The tightening of the compositions, the clarity, and the sense of order reflected in these works led to its being referred to by the critic Maurice Raynal as 'crystal' Cubism.

Jean Metzinger, 1912–1913, L'Oiseau bleu, (The Blue Bird), oil on canvas, 230 x 196 cm, Musée d'Art Moderne de la Ville de Paris
Jean Metzinger, 1912–1913, L'Oiseau bleu, (The Blue Bird), oil on canvas, 230 x 196 cm, Musée d'Art Moderne de la Ville de Paris

Cubism By Jean Metzinger.

On 24 June 1883 the major 20th-century French painter Jean Dominique Antony Metzinger was born, Metzinger along with Albert Gleizes wrote the first theoretical work on Cubism.

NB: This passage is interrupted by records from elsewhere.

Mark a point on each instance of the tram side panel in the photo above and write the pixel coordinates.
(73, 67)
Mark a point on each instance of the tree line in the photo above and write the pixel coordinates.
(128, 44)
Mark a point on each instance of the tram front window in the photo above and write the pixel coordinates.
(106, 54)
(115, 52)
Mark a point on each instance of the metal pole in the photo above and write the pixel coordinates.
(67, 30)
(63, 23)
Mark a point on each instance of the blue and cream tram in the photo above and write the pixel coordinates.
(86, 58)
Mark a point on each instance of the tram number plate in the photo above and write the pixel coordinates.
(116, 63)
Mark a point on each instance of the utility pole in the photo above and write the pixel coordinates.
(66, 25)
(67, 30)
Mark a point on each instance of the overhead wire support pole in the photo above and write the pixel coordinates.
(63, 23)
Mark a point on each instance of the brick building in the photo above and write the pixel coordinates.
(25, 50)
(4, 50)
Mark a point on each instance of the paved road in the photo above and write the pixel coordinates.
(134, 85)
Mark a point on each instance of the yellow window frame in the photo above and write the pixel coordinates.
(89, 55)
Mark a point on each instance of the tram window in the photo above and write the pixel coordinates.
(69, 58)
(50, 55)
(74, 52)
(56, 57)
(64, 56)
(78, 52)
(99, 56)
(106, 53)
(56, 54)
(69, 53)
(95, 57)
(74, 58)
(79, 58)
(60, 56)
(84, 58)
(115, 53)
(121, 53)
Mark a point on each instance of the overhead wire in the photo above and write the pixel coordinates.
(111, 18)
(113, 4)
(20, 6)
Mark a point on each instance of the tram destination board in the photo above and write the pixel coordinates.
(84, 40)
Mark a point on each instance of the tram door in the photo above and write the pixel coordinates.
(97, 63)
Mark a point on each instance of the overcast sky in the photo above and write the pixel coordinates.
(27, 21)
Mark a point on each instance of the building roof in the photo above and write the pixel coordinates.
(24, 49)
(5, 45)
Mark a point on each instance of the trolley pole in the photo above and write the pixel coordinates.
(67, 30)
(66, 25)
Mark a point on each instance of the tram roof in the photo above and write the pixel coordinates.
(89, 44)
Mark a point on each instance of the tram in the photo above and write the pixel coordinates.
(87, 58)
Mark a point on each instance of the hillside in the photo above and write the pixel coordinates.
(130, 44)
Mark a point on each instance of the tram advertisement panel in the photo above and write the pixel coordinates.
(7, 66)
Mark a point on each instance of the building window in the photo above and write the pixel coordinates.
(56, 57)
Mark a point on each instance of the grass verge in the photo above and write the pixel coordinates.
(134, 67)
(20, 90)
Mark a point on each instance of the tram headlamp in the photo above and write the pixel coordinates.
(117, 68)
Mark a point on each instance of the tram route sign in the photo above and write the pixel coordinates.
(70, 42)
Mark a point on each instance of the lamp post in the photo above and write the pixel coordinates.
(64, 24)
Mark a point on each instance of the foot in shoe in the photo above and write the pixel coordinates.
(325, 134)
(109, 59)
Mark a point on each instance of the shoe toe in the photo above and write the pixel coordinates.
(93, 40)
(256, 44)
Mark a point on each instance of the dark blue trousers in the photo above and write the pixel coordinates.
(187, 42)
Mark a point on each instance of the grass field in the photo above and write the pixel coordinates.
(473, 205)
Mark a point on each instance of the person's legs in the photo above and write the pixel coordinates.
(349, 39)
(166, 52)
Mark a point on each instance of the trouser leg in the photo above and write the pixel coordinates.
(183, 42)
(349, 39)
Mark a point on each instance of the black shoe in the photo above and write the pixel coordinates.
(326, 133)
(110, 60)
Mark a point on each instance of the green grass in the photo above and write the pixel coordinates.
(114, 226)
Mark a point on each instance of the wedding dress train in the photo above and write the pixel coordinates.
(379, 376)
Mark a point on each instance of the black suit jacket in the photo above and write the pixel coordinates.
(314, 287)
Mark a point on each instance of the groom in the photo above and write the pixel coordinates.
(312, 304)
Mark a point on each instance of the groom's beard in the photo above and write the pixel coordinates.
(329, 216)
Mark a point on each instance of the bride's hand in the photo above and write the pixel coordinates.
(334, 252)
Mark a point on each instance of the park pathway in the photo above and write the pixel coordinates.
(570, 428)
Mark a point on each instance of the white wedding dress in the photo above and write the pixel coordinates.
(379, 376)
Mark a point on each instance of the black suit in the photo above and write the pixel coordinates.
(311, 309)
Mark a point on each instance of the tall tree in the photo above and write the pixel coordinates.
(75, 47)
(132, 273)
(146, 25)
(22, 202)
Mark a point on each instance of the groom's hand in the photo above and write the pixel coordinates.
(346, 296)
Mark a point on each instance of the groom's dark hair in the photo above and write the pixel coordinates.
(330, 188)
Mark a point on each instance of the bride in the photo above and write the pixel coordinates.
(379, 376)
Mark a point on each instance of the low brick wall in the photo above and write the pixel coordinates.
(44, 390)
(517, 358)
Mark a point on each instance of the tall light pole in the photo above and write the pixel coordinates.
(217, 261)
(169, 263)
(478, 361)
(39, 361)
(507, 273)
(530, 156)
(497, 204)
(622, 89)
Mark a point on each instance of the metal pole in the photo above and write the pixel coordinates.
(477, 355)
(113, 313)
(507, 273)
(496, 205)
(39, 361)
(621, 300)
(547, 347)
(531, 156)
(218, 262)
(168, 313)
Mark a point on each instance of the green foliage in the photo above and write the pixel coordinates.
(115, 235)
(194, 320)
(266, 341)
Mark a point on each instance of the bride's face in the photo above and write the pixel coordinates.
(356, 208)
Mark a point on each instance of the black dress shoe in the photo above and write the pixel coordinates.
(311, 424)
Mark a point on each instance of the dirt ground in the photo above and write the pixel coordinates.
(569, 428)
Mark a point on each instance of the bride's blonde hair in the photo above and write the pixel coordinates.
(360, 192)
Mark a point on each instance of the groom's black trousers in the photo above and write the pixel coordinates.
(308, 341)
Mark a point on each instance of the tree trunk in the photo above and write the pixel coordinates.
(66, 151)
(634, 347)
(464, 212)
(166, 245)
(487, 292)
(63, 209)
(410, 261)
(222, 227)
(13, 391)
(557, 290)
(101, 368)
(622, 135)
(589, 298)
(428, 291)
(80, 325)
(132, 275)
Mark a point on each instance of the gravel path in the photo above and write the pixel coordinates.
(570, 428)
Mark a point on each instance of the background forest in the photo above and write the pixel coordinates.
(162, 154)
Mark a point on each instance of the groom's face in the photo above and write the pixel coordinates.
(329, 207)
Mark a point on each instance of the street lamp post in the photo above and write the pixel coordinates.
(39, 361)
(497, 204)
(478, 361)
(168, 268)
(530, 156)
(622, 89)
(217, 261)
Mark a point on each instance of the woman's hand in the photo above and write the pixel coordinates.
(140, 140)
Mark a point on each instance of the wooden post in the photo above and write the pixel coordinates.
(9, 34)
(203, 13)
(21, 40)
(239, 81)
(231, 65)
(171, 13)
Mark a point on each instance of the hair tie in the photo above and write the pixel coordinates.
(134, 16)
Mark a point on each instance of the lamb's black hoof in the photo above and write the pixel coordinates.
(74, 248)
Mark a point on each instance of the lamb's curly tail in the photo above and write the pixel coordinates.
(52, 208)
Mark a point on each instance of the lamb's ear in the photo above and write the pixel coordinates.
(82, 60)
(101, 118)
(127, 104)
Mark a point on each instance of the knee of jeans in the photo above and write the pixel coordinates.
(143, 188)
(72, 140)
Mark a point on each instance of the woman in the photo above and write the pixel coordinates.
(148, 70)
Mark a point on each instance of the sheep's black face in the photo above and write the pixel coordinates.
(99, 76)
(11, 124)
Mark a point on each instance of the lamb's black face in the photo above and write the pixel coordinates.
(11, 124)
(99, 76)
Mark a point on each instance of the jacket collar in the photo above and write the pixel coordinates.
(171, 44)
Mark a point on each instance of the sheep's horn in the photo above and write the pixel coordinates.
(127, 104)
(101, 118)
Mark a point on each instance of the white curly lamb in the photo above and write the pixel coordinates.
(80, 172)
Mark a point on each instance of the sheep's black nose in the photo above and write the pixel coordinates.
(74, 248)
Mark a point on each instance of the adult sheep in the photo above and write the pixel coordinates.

Metzinger took his first artistic steps influenced by the neo-Impressionism of Georges Seurat and Henri-Edmond Cross. Metzinger worked in the Divisionist and Fauvist styles with a strong Cézannian effect, which led him to create some of the first proto-Cubist works.

From 1908 Metzinger experimented with the faceting of form, The idea of moving around an object in order to see it from different viewpoints, which will be later known as cubism, is treated, for the first time, in Metzinger's "Note sur la Peinture", published in 1910.

Jean Metzinger and Albert Gleizes wrote the first major treatise on Cubism in 1912, entitled Du "Cubisme". Metzinger was a founding member of "The Section d'Or group of artists."

By 1903, Metzinger was a keen participant in the Neo-Impressionist revival led by Henri-Edmond Cross. By 1904–05, Metzinger began to favor the abstract styles of larger brushstrokes and vivid colors.

Following the lead of Seurat and Cross, he began incorporating a new geometry into his works. Metzinger developed what was named "Crystal Cubism".

Cubism mathematics in Art...

Metzinger shed light on the importance of mathematics in art, through a radical geometrization of form as an underlying architectural basis for his compositions.

Metzinger and Robert Delaunay were singled out by the art critic (Louis Vauxcelles) in 1907 to create Divisionism paintings with large, mosaic-like 'cubes' and to construct small but highly symbolic compositions.

Metzinger's interest in the work of Cézanne integrated Metzinger in the transformation from Divisionism to Cubism. By 1908 Metzinger started the fracturing of form and the artistic representation of the subject with complex multiple views.

The cubism structures created by Metzinger.

The cubism structures Metzinger was composing are stripped of everything that was known before him... Each complicated composition in Metzinger's paintings declares a sophisticated analysis of the word "Art".

Metzinger turned his attention fully towards the geometric abstraction of form and allowed the viewer to reconstruct the original volume mentally and to imagine the object within space.